OPINI: Mendirikan Sekolah Saja Tak Cukup untuk Asmat
Saya ingin mengajak Anda untuk terbang ke Asmat, Papua. Saya mengajak Anda mengunjungi anak-anak di sana, yang hingga detik ini masih dihantui tingginya angka buta aksara.
Menurut UNDP, Asmat memiliki tingkat melek huruf rendah yaitu 79,19 persen di tahun 2020. Angka ini jauh sekali di bawah angka rata-rata nasional yang mencapai 98,44 persen. Artinya, lebih dari 20 persen masyarakat di Asmat yang berusia di atas 15 tahun adalah buta huruf.
Penelitian (baseline survey) terakhir Wahana Visi Indonesia (WVI, 2022), tentang kemampuan membaca anak di empat sekolah yang akan didampingi, tercatat hanya 10,87 persen siswa kelas 3 yang bisa membaca dan memahami isi bacaan.
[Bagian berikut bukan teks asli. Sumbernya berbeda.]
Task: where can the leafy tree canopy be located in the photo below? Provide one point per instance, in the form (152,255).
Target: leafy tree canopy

Sisanya sebanyak 89,13 persen siswa belum bisa membaca sama sekali. Dalam kontinum pembelajaran literasi, 89,13 persen anak di kelas 3 ini terancam mengalami ketertinggalan dalam perkembangan literasinya yakni belum bisa mencapai fase “membaca untuk belajar (read to learn)”.
Penelitian WVI lainnya pada tahun 2021, di Asmat ada 42,72 persen anak usia 7–24 tahun yang tidak bersekolah di Asmat. Sementara di usia 0–6 tahun, ada 3,59 persen yang tidak mengikuti partisipasi pra sekolah atau kegiatan-kegiatan stimulasi perkembangan anak untuk kesiapan sekolah misalnya akses ke PAUD.
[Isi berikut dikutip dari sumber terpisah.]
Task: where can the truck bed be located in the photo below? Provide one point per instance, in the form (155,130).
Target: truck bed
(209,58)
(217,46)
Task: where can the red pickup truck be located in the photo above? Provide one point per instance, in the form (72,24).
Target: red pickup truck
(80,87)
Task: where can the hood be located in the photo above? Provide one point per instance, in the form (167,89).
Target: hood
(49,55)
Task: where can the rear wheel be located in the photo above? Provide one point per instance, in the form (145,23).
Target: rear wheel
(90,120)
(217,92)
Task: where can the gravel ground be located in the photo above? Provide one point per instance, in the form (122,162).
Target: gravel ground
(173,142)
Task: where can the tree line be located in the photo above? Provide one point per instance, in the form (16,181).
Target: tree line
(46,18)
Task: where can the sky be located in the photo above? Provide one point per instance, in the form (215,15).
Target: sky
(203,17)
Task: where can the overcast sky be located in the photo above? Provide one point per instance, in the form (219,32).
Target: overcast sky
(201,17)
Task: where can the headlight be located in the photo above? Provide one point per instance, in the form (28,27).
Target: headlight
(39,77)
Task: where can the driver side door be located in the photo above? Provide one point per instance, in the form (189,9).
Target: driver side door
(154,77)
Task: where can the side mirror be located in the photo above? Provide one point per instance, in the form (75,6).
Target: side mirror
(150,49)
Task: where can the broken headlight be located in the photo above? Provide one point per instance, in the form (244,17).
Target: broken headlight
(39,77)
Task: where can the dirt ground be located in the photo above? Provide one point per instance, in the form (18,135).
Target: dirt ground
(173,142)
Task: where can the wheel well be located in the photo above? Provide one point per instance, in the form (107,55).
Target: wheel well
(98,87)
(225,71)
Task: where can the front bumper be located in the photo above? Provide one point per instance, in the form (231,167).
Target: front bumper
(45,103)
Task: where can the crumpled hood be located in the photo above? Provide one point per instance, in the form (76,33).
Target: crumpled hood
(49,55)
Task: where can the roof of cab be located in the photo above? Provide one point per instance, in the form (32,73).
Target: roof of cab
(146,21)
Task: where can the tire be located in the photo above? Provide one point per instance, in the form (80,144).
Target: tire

Sedangkan total jumlah anak di Asmat diperkirakan ada 61.491 jiwa, lebih dari setengah total pendudukdi kabupaten tersebut. Melihat kondisi tersebut kita dapat memprediksi kondisi Asmat beberapa tahun ke depan, tidak akan jauh berbeda dengan sekarang. Di mana kemiskinan, rendahnya tingkat kesehatan dan pendidikan, dan tingginya kasus kekerasan terhadap anak masih akan terjadi.
Tanpa pendidikan yang cukup, anak jadi lebih mudah ditipu, dimanipulasi, tidak punya posisi tawar yang baik, tidak mampu bersaing, dan masih banyak lagi risiko lain.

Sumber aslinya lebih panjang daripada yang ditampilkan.